Bush tomatoes are the fruit or entire plants of certain nightshade (Solanum) species native to the more arid parts of Australia. While they are quite closely related to tomatoes (Solanum lycopersicum), they might be even closer relatives of the eggplant (S. melongena), which they resemble in many details. There are 94 (mostly perennial) natives and 31 (mostly annual) introduced species in Australia.

Bush tomato plants are small shrubs whose growth is encouraged by fire and disturbance.

The fruit of a number of species have been used as food sources by Aboriginal people in the drier areas of Australia.

A number of Solanum species contain significant levels of solanine and as such are highly poisonous. It is strongly recommended that people unfamiliar with the plant do not experiment with the different species, as differentiating between them can often be difficult.

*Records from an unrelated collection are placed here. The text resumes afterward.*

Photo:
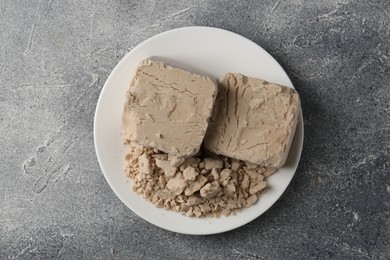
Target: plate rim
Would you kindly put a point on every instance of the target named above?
(104, 90)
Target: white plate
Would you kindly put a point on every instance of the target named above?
(210, 50)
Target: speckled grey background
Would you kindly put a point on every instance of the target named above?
(54, 59)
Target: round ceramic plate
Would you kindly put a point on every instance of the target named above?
(204, 50)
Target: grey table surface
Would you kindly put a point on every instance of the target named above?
(54, 59)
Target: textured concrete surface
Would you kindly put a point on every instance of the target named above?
(54, 59)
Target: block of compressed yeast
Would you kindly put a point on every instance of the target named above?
(253, 120)
(168, 108)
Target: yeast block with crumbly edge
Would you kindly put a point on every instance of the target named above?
(168, 108)
(253, 120)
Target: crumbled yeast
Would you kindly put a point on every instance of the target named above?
(196, 186)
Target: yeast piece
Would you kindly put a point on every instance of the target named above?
(254, 120)
(168, 108)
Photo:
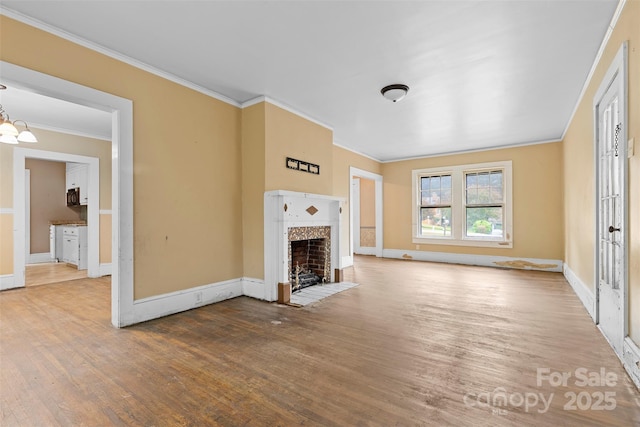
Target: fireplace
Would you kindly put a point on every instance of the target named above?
(297, 227)
(309, 256)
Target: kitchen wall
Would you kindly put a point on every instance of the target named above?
(579, 170)
(48, 201)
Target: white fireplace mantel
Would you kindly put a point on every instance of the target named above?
(286, 209)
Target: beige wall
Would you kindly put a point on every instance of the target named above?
(187, 192)
(47, 201)
(579, 172)
(270, 134)
(253, 182)
(537, 201)
(6, 244)
(289, 135)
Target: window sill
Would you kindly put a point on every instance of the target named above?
(465, 242)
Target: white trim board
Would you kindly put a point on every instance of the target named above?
(581, 290)
(594, 65)
(105, 269)
(176, 302)
(631, 361)
(7, 282)
(553, 265)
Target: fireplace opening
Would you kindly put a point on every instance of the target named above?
(309, 263)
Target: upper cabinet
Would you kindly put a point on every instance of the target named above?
(77, 177)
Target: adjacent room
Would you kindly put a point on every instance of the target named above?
(320, 213)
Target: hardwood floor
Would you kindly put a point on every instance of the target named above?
(414, 344)
(52, 272)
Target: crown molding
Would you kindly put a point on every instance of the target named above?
(344, 147)
(272, 101)
(596, 61)
(455, 153)
(113, 54)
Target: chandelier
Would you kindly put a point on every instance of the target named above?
(9, 134)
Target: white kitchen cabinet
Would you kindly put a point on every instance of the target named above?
(77, 177)
(74, 245)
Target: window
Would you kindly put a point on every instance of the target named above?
(463, 205)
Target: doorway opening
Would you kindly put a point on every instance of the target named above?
(121, 110)
(611, 263)
(365, 213)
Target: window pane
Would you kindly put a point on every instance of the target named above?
(424, 184)
(435, 222)
(435, 190)
(446, 196)
(484, 188)
(484, 222)
(496, 179)
(435, 182)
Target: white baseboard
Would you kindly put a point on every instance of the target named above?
(481, 260)
(365, 251)
(631, 361)
(581, 290)
(104, 269)
(6, 282)
(40, 258)
(253, 288)
(163, 305)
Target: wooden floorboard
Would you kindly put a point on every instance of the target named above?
(52, 272)
(415, 343)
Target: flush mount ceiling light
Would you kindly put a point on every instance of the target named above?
(394, 92)
(9, 133)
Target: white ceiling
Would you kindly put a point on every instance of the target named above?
(481, 74)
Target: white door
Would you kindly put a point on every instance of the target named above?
(611, 159)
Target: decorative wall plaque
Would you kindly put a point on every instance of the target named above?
(303, 166)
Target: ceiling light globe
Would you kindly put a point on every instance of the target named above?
(8, 139)
(394, 92)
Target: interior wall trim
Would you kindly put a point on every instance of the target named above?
(112, 54)
(538, 264)
(596, 61)
(178, 301)
(582, 291)
(631, 361)
(279, 104)
(7, 282)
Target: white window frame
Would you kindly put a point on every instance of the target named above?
(458, 207)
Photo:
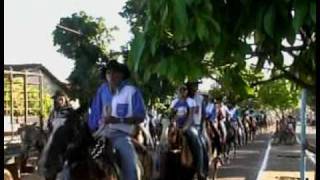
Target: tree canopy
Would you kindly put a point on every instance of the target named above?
(190, 39)
(86, 49)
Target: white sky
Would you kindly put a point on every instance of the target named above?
(28, 26)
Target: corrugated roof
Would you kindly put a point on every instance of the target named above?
(35, 67)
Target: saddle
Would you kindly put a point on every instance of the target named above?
(104, 153)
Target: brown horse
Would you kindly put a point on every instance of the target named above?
(177, 160)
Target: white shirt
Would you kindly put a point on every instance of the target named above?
(198, 109)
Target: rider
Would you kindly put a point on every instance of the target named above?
(122, 109)
(198, 123)
(221, 116)
(61, 107)
(232, 112)
(183, 107)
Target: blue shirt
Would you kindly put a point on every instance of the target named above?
(103, 97)
(210, 112)
(182, 108)
(126, 102)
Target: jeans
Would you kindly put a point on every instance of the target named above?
(197, 150)
(128, 157)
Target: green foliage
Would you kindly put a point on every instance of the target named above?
(278, 95)
(172, 38)
(86, 50)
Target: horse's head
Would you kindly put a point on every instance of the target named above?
(69, 137)
(174, 135)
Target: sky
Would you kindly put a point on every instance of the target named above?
(28, 27)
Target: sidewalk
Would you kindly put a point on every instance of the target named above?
(284, 161)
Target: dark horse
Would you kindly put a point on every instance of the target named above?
(177, 161)
(33, 139)
(72, 143)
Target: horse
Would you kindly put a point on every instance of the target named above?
(215, 143)
(176, 160)
(71, 146)
(32, 138)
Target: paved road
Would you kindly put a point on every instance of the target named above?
(281, 161)
(248, 161)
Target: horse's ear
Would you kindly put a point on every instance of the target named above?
(81, 110)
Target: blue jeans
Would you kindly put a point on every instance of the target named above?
(122, 143)
(196, 145)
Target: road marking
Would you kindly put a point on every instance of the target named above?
(265, 160)
(310, 155)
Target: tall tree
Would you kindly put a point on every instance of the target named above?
(86, 48)
(187, 39)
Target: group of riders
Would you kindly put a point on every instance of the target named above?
(118, 108)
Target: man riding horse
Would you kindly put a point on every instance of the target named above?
(185, 107)
(120, 108)
(61, 107)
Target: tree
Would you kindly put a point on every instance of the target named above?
(189, 39)
(86, 49)
(278, 95)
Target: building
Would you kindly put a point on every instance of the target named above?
(50, 83)
(26, 86)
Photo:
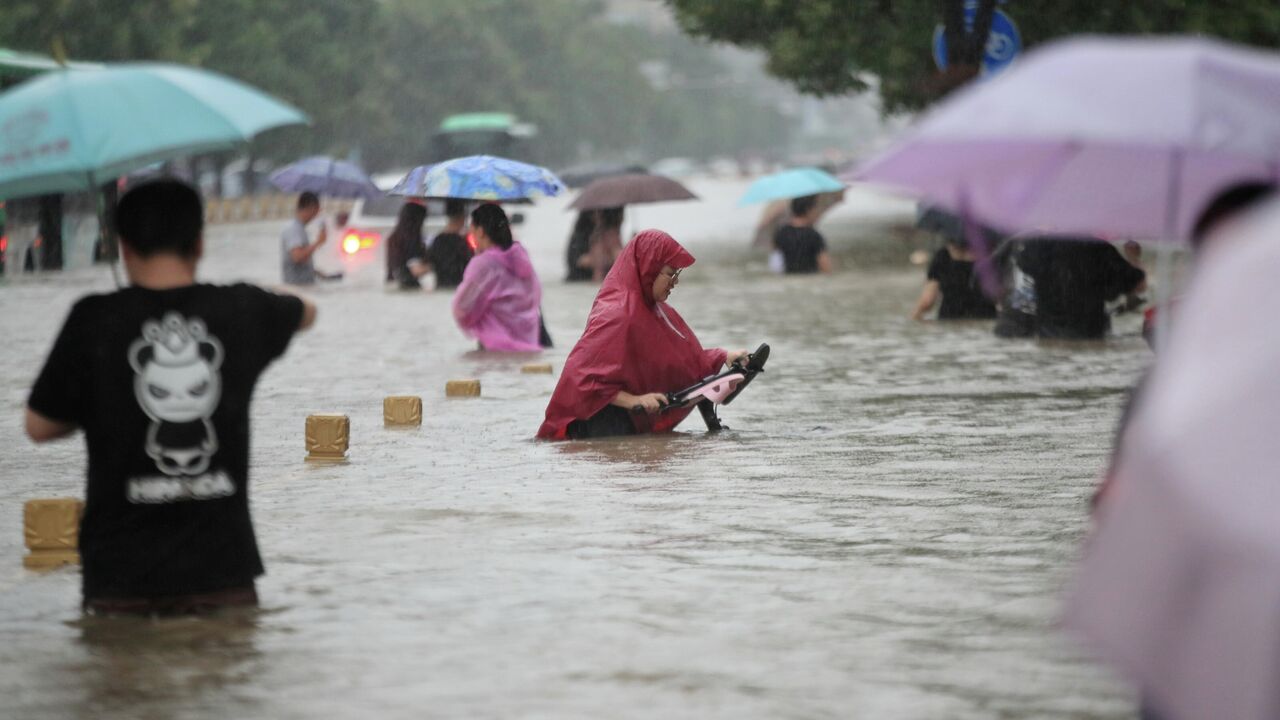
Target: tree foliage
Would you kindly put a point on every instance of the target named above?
(378, 76)
(836, 46)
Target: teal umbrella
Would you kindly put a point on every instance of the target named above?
(795, 182)
(74, 130)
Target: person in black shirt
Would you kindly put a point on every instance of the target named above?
(159, 377)
(577, 255)
(406, 255)
(449, 251)
(1074, 279)
(951, 278)
(801, 246)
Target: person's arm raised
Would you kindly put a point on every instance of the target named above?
(301, 254)
(652, 402)
(928, 297)
(44, 429)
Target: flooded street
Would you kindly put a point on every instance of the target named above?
(883, 532)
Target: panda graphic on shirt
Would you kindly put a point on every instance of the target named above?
(178, 386)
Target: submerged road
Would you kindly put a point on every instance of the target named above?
(885, 532)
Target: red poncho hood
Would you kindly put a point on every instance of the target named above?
(631, 343)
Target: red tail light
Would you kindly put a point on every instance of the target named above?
(355, 241)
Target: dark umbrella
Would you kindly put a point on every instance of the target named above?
(325, 176)
(583, 176)
(630, 190)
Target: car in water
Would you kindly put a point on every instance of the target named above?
(357, 246)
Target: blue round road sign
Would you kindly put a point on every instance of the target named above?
(1004, 44)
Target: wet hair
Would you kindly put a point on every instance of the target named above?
(494, 222)
(611, 218)
(408, 222)
(1233, 200)
(455, 208)
(161, 215)
(800, 206)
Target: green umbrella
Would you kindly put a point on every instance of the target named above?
(16, 65)
(74, 130)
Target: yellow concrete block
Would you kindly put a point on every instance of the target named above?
(328, 438)
(462, 388)
(51, 532)
(402, 410)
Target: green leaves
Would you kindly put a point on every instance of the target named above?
(823, 46)
(378, 76)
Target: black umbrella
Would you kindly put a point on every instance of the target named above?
(630, 190)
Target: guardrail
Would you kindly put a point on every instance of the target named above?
(277, 206)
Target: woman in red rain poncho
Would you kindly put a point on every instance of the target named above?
(635, 350)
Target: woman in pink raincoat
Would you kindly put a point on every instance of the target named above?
(498, 299)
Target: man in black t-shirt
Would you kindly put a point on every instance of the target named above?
(449, 253)
(160, 376)
(1074, 279)
(801, 246)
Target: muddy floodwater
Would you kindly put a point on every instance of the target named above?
(883, 532)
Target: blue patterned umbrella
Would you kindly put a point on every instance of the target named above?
(325, 176)
(479, 177)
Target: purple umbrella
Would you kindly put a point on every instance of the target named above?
(1111, 137)
(327, 177)
(1180, 582)
(631, 188)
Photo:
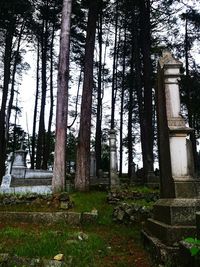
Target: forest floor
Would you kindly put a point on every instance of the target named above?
(104, 243)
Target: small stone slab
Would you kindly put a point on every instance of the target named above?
(73, 218)
(5, 184)
(89, 217)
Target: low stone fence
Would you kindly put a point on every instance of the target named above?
(67, 217)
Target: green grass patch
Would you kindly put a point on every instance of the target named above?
(88, 201)
(47, 243)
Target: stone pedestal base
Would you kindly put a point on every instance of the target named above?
(174, 220)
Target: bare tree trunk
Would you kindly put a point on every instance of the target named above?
(83, 150)
(33, 143)
(7, 62)
(114, 71)
(59, 171)
(48, 136)
(41, 132)
(147, 74)
(138, 81)
(190, 120)
(122, 104)
(98, 135)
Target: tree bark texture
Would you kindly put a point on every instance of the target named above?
(59, 171)
(98, 135)
(33, 143)
(147, 74)
(7, 63)
(83, 150)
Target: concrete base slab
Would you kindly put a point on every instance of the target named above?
(169, 234)
(42, 189)
(176, 211)
(159, 252)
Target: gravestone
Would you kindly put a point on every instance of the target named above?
(174, 213)
(114, 179)
(19, 164)
(5, 184)
(92, 164)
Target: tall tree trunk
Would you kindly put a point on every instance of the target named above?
(7, 63)
(59, 171)
(48, 137)
(114, 70)
(33, 143)
(83, 150)
(147, 74)
(12, 90)
(41, 131)
(190, 119)
(138, 81)
(130, 118)
(122, 103)
(98, 135)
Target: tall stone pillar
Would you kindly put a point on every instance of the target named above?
(174, 213)
(19, 164)
(114, 179)
(92, 164)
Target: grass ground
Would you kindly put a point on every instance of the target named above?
(103, 244)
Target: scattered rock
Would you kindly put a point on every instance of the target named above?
(64, 196)
(59, 257)
(82, 236)
(115, 197)
(130, 213)
(64, 205)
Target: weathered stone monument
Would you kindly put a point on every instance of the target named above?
(92, 164)
(174, 214)
(114, 179)
(20, 179)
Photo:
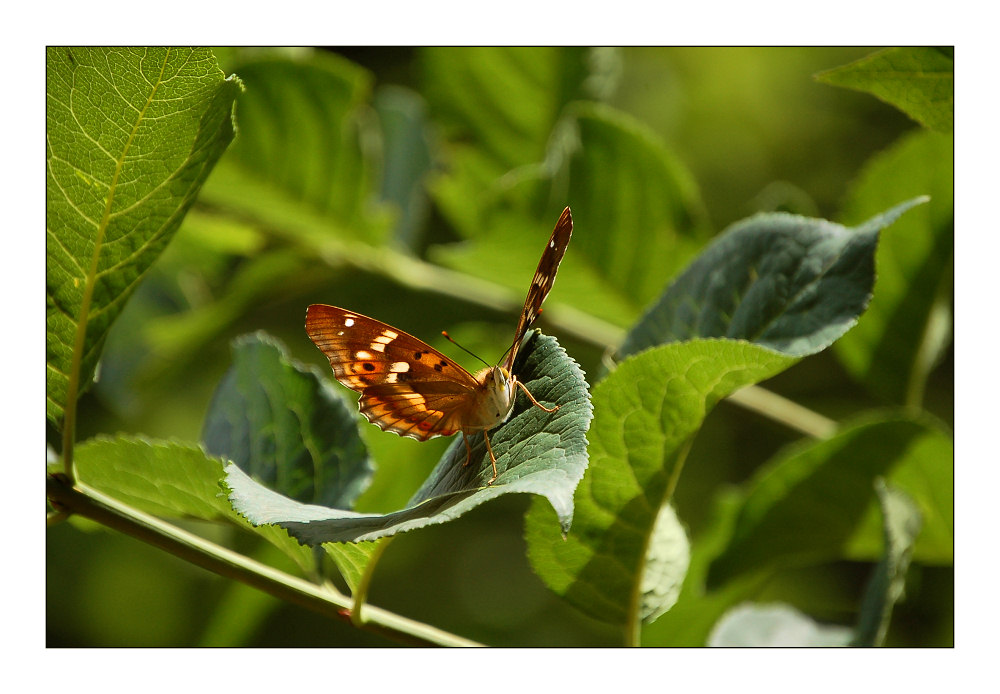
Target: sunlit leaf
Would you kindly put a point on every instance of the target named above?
(131, 135)
(537, 452)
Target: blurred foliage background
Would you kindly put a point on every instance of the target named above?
(755, 131)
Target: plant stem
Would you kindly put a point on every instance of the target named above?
(361, 593)
(784, 411)
(90, 503)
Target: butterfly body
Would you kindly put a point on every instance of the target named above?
(408, 387)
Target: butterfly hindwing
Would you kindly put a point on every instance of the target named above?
(406, 386)
(410, 388)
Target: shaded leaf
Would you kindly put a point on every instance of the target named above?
(469, 93)
(908, 324)
(169, 479)
(286, 425)
(116, 186)
(775, 626)
(790, 283)
(645, 414)
(164, 478)
(809, 503)
(901, 524)
(918, 80)
(537, 452)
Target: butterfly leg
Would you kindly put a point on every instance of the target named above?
(532, 398)
(468, 450)
(493, 458)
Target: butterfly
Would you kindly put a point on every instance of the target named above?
(409, 388)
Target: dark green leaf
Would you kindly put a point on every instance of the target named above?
(286, 425)
(645, 414)
(901, 525)
(908, 324)
(537, 452)
(132, 134)
(789, 283)
(810, 503)
(918, 80)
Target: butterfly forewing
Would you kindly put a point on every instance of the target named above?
(410, 388)
(406, 386)
(541, 283)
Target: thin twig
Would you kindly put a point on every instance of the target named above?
(90, 503)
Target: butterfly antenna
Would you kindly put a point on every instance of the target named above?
(452, 341)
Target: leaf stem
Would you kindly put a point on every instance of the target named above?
(784, 411)
(361, 593)
(91, 504)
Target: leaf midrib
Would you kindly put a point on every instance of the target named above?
(69, 421)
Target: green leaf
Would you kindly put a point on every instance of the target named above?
(917, 80)
(469, 93)
(691, 620)
(285, 424)
(164, 478)
(908, 324)
(667, 558)
(632, 228)
(131, 134)
(901, 525)
(810, 503)
(170, 479)
(537, 452)
(408, 158)
(645, 415)
(775, 626)
(305, 164)
(790, 283)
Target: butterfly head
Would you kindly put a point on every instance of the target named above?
(497, 397)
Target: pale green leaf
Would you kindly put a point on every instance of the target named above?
(775, 626)
(537, 452)
(287, 426)
(811, 502)
(918, 80)
(305, 163)
(164, 478)
(645, 414)
(667, 559)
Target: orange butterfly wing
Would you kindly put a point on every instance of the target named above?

Some of the edible species are:
- Solanum aviculare kangaroo apple
- Solanum centrale, also known as desert raisin, bush raisin or bush sultana, or by the native name kutjera
- Solanum chippendalei bush tomato, named after taxonomic botanist George Chippendale
- Solanum diversiflorum bush tomato, karlumbu, pilirta, wamurla
- Solanum ellipticum potato bush, very similar to Solanum quadriloculatum which is poisonous.
- Solanum laciniatum kangaroo apple.
- Solanum orbiculatum round-leaved solanum
- Solanum phlomoides wild tomato.

In 1859, Aboriginal people were observed burning off the outer skin of S. aviculare as the raw state would blister their mouths. S. chippendalei is consumed by first splitting the fruit, scraping the centre out and eating the outer flesh as the seeds and surrounding placenta are bitter. S. diversiflorum is roasted before being eaten or dried. Fruit of S.orbiculatum is edible, but the fruit of the large leafed form may be bitter. Fruit of S. phlomoides appears to be edible after the removal of seeds and roasting or sundrying.

Solanum aviculare contains solasodine, a steroid used in the manufacture of oral contraceptives. Solanum plastisexum, a rare species first described in 2019, is distinguished among plants for exhibiting "breeding system fluidity" – that is, it has no stable sexual expression.